I just finished reading "A Book of Abstract Algebra" by Charles C. Pinter and, as someone who is studying this independently, I was having some understanding issues and many questions.
1) Does every polynomial of the form $a_0+a_1x+a_2x^2+...+a_nx^n$ have a Galois group that is isomorphic to $S_n$, and therefore there are no radical expressions for the roots of polynomials of degree $>4$ that have nonzero coefficients?? Does the polynomial being irreducible change the answer to the previous question?
2) The book only shows one example of a polynomial not being solvable by radicals, a quintic whose Galois group is isomorphic to $S_5$. Does every Galois group of a polynomial with complex roots have a transposition? Are the permutations of $\pm\sqrt2$ considered a transposition as well?

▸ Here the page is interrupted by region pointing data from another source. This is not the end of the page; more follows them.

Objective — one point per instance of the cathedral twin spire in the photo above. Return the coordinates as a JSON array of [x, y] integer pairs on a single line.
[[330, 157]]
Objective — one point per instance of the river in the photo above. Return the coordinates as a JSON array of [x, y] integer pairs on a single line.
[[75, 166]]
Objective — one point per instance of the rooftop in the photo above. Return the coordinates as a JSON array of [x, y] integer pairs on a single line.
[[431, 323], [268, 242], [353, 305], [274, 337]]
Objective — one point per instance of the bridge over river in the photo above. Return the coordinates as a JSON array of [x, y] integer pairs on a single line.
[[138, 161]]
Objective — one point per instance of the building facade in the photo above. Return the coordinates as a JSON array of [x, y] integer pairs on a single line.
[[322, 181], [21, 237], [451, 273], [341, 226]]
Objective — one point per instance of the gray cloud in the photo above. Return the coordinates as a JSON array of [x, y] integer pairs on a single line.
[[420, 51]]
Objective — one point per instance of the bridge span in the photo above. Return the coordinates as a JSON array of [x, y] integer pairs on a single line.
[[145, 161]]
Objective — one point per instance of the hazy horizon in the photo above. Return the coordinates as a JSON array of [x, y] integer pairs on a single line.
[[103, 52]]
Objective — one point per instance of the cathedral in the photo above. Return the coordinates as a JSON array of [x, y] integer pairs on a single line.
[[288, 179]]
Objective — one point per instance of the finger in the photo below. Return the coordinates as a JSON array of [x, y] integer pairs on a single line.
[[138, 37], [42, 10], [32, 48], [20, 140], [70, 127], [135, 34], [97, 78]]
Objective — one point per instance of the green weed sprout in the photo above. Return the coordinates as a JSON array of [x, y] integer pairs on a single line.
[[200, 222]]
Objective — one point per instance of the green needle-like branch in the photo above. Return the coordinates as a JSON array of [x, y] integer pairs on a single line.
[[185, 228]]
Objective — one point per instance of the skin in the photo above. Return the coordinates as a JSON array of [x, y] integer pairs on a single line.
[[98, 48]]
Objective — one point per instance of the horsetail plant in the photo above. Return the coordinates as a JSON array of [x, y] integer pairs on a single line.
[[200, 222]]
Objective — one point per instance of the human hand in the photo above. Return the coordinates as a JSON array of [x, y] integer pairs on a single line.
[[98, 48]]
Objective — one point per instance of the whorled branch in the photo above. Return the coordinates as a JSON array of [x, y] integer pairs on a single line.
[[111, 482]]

3) Finally, I've seen this question, the querstion, asked in some form but I've never seen it asked and answered fully. How, given a polynomial of degree n, can I determine the Galois group and therefore determine if it is solvable by radicals? From what I've read/seen, it seems to be a logical trial and error but I haven't seen any methods of doing so. Is there a method, besides trying to reason through it? If there isn't, are there any readings/exercises I can do to check if polynomials are solvable by radicals or if groups are solvable? I realize I must get more comfortable with the common group types. Any input would be great.

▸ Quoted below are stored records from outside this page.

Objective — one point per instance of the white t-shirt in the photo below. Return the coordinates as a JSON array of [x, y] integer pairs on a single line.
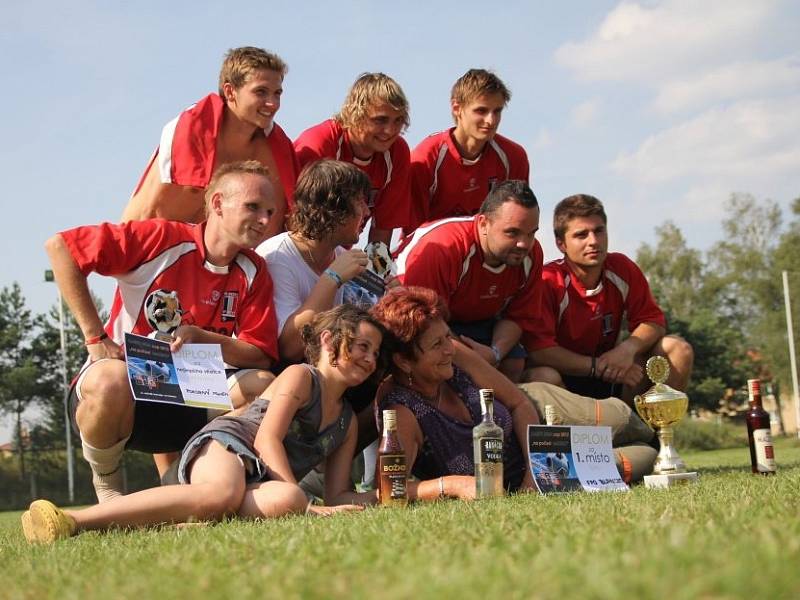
[[292, 278]]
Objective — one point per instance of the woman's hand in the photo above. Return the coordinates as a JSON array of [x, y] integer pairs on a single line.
[[459, 486], [349, 264], [327, 511]]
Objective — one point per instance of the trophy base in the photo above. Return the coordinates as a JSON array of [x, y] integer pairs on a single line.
[[667, 480]]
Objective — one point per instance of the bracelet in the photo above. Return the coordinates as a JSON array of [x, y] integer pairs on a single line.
[[496, 352], [96, 339], [335, 276]]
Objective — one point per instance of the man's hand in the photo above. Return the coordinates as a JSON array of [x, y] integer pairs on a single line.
[[106, 348], [185, 334], [459, 486], [618, 366], [350, 264], [484, 351], [327, 511]]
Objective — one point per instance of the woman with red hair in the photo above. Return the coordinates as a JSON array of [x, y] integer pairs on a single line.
[[434, 387]]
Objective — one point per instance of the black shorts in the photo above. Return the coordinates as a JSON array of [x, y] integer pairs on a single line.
[[157, 427]]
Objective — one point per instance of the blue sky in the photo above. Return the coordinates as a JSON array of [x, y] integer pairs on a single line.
[[661, 109]]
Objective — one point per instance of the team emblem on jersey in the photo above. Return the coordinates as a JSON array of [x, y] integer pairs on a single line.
[[230, 300], [163, 311], [608, 324]]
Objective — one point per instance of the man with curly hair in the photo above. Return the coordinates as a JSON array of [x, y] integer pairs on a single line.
[[367, 133], [310, 262]]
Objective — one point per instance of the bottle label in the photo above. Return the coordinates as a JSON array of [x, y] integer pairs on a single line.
[[392, 469], [765, 451], [491, 450]]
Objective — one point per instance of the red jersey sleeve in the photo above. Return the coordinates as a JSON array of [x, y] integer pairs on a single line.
[[423, 163], [525, 305], [543, 333], [317, 142], [257, 323], [432, 265], [393, 204], [114, 249], [640, 305]]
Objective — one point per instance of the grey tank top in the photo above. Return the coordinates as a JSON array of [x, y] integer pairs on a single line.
[[306, 446]]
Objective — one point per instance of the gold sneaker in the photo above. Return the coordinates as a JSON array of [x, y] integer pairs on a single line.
[[48, 523]]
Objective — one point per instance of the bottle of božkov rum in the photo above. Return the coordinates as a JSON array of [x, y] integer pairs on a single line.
[[392, 473], [759, 434], [487, 445]]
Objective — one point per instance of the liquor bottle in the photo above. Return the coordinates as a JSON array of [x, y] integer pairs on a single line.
[[759, 434], [487, 445], [392, 473], [550, 415]]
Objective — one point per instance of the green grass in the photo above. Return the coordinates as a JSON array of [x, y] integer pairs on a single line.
[[733, 535]]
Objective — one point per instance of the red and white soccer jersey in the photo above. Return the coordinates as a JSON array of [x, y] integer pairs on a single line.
[[152, 259], [188, 149], [388, 173], [444, 185], [589, 322], [446, 256]]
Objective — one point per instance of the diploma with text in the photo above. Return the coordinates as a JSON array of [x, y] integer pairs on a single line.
[[192, 376], [569, 458]]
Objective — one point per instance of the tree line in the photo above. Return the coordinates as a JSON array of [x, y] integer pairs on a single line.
[[728, 301]]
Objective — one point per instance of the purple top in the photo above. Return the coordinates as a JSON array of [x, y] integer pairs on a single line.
[[447, 442]]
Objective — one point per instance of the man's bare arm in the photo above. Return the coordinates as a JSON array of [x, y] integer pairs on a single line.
[[155, 199], [75, 290], [562, 360]]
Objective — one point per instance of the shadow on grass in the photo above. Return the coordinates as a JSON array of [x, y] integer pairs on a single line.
[[723, 469]]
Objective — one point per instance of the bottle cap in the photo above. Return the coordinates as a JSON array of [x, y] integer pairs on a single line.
[[487, 399], [390, 419], [549, 414]]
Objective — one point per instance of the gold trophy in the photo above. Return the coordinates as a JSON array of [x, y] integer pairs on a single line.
[[661, 407]]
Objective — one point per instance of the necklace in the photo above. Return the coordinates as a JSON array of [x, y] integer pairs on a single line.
[[434, 401]]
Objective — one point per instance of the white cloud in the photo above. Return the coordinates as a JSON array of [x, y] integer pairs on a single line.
[[642, 42], [748, 139], [543, 140], [738, 80], [585, 112]]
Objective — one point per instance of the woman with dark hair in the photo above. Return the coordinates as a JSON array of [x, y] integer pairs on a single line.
[[249, 465], [434, 387]]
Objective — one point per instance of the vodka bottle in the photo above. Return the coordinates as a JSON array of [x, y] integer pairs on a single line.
[[487, 444], [392, 473], [759, 434]]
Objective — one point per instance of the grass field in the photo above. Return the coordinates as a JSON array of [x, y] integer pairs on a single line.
[[733, 535]]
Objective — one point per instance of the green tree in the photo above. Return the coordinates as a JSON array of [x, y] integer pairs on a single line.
[[675, 271], [689, 295], [46, 348], [19, 374]]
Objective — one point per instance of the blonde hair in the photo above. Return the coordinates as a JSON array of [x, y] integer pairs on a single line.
[[240, 63], [476, 83], [368, 90]]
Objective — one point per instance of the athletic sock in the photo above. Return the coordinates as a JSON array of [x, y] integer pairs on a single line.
[[106, 475]]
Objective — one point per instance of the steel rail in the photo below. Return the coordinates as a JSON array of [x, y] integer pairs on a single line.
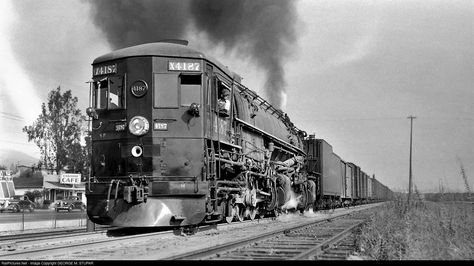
[[317, 250], [210, 251]]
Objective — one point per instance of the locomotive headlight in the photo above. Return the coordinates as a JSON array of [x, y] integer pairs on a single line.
[[138, 126]]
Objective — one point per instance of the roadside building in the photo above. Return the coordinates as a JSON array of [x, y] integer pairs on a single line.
[[7, 187], [63, 186]]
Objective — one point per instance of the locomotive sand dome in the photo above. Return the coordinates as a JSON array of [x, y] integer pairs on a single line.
[[177, 140]]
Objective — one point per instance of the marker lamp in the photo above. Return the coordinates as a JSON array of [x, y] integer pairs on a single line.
[[138, 126]]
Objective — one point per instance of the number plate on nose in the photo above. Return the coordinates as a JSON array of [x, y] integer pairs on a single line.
[[160, 126]]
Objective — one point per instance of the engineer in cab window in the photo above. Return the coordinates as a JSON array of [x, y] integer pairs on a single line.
[[113, 103], [224, 101]]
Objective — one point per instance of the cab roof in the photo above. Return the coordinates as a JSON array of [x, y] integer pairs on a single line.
[[161, 49]]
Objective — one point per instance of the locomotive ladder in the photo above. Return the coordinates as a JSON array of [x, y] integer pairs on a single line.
[[212, 175]]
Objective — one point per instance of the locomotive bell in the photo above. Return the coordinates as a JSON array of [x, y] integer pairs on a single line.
[[138, 125], [137, 151], [90, 111]]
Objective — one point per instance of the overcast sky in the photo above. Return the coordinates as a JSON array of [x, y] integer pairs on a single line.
[[357, 70]]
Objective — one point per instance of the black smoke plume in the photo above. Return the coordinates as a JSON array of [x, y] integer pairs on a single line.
[[261, 30]]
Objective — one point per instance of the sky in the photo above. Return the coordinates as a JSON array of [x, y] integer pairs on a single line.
[[355, 72]]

I apologize if this question is an amateur question, but I've only been studying this book for a couple months. I'm going to move on to Basic Algebra I to solidify my knowledge and understanding, and eventually go on to Abstract Algebra by Dummit and Foote (which I hear is the "holy grail" in this subject), but I'm open to any suggestions you might have/what you did that helped you learn Algebra.